Barthelmäs Adolf

Reichsbahnoberinspektor

* 21.05.1900 in Schrozberg
† 12.02.1976
Stuttgart-Birkach

1906 - 1914
Besuch der Volksschule in Schrozberg

1914 - 1917 die
Besuch der Verkehrsbeamtenschule in Mögglingen bei Schwäbisch Gmünd

1917
Abitur

ab 1918
Eisenbahner bei der
Deutschen Reichsbahn

01.05.1937
Eintritt in die NSDAP

06.10.1939 - 1945
Oberinspektor (Vorsteher der Güterabfertigung am
Bahnhof Auschwitz)
Er residierte mit seiner Familie, in einer "noblen Dienstwohnung" mit "fünf bis sechs Zimmern" und einer "polnischen Frau als Haushaltshilfe".
(In Auschwitz gehörte es zu seinen dienstlichen Aufgaben, mehr als eine Million in Waggons verstaute Juden störungsfrei auf den letzten Teil ihrer Todesreise zu schicken. Er hatte dafür zu sorgen, dass ankommende Deportationswaggons auf ein Nebengleis gelenkt und an eine neue Lokomotive gehängt wurden, um anschließend über 1937 Meter hinweg im Konzentrations- und Vernichtungslager Birkenau einzufahren. Drei oder vier Bahnbedienstete begleiteten den Zug dabei. Oft wurden sie Zeugen, wie die Insassen aus den Waggons getrieben und zur Selektion geführt wurden. Bereits nach wenigen Minuten kehrten die entleerten Waggons zurück, die schließlich noch von Zwangsarbeitern gereinigt wurden.)

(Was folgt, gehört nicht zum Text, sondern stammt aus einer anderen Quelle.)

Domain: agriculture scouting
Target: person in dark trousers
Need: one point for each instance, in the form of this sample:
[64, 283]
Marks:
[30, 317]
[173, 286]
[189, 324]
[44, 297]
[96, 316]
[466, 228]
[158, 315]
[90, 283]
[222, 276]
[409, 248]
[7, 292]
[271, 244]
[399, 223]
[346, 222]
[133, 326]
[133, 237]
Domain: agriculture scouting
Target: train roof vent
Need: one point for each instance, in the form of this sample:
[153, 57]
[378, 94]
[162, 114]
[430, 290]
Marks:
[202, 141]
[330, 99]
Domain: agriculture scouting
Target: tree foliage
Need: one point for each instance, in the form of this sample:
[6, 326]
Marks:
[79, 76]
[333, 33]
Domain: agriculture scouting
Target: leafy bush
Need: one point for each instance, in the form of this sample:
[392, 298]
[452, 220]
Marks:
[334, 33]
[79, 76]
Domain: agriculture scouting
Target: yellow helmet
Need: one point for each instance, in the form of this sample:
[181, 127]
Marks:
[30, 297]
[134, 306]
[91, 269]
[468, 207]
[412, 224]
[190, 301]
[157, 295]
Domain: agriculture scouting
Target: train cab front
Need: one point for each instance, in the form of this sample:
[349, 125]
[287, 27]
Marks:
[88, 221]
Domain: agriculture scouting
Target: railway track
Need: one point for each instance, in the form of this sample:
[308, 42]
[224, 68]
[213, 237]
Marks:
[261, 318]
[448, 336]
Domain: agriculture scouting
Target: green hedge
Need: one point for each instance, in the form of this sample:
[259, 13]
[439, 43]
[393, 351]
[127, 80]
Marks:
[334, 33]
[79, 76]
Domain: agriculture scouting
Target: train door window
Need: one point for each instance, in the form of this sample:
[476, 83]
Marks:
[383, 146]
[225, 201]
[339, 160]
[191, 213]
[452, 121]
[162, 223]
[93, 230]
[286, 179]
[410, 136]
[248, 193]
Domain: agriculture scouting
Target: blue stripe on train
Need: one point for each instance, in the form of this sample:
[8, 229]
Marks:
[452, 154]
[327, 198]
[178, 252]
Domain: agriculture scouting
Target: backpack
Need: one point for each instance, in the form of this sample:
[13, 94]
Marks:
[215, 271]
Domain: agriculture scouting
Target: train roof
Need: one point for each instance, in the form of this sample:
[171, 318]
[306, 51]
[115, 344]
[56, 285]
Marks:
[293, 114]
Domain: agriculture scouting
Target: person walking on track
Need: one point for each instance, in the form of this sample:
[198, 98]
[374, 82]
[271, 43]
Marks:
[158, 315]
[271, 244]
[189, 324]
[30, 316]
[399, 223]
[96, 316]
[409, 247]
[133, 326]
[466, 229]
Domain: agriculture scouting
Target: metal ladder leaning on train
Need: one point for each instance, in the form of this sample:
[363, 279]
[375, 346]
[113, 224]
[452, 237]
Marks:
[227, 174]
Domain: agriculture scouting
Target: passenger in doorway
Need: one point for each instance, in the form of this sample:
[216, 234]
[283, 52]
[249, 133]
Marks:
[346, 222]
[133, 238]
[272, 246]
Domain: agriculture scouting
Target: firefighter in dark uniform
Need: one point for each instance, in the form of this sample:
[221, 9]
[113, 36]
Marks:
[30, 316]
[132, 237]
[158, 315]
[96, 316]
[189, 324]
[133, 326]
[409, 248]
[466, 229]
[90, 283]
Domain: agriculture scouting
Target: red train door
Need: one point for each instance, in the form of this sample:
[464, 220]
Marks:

Auch wenn er persönlich bei den "Ausladungen nie zugegen" gewesen sein will, wusste er doch zu berichten, dass in jedem Wagen etwa 60 Personen untergebracht waren. Die geschätzte Zahl der Insassen der Waggons war, wie sein Stellvertreter Wilhelm Hilse beim Auschwitz-Prozess 1964 als Zeuge angegeben hatte, "wichtig für die Abrechnung", also die Ermittlung der Transportkosten. Originalton Barthelmäs 1967: Nach ihrer "Entladung auf der Rampe im Lager" seien die Wagen "vom Rangierdienst herausgezogen und zur Entseuchung bezettelt und abgefertigt" worden.

1945 - 1965
Mitarbeiter der Güterabfertigung am Bahnhof Nürnberg

1965
Pensioniert

1967
Vernehmung durch Beamte des Landeskriminalamtes
Barthelmäs erklärtegegenüber den Beamten des Landeskriminalamtes, "kein persönliches Interesse" an einer weiteren Klärung des Schicksals dieser Menschen gehabt zu haben.
Als der ihn vernehmende Kriminalkommissar von Barthelmäs wissen wollte: "Stand den Opfern in den Waggons eine Toilette zur Verfügung?", entgegnete der Ex-Reichsbahner: "Die Juden waren in geschlossenen Güterwagen untergebracht, in denen bekanntlich keine Klosette eingebaut sind. Inwieweit möglicherweise Fäkalienkübel in den einzelnen Waggons aufgestellt waren, ist mir nicht bekannt."

Vier Tage ohne Essen, Trinken und Toilette
Zur Verpflegung der Menschen in den Zügen und über die Dauer der Transporte gab er an: "Was auf dem Transport geschah, entzieht sich meiner Kenntnis. Wenn ich aber nach meiner Meinung gefragt werde, so muss ich sagen, dass es technisch kaum möglich gewesen sein wird, die in den einzelnen Güterwagen zusammengepferchten Personen ordnungsgemäß zu versorgen. Wenn ich gefragt werde, wie lange ein Transportzug von seinem Ausgangsbahnhof bis nach Auschwitz unterwegs war, so schätze ich, dass ein Transport von Frankreich nach Oberschlesien etwa vier Tage gedauert haben dürfte."
Adolf Barthelmäs war sich völlig darüber im Klaren, dass bereits während der Fahrt viele Menschen die Strapazen nicht aushielten. Dazu urteilte er betont distanziert: "Wie schon erwähnt, dürfte die Todesursache der unterwegs verstorbenen Personen in der damals herrschenden großen Hitze gelegen haben. Im Winter dürfte Kälte die Todesursache gewesen sein. Ich habe nicht beobachtet, dass Öfen installiert waren. Auch dürfte die unzulängliche Unterbringung Grund für das Sterben auf dem Transport gewesen sein. Ich habe einmal einen Leerzug angesehen. Dabei musste ich feststellen, dass der Wagenboden etwa 10 cm mit Menschenkot und Unrat bedeckt war. Diese Beobachtung erfolgte von der Türe aus, ohne den Wagen zu betreten."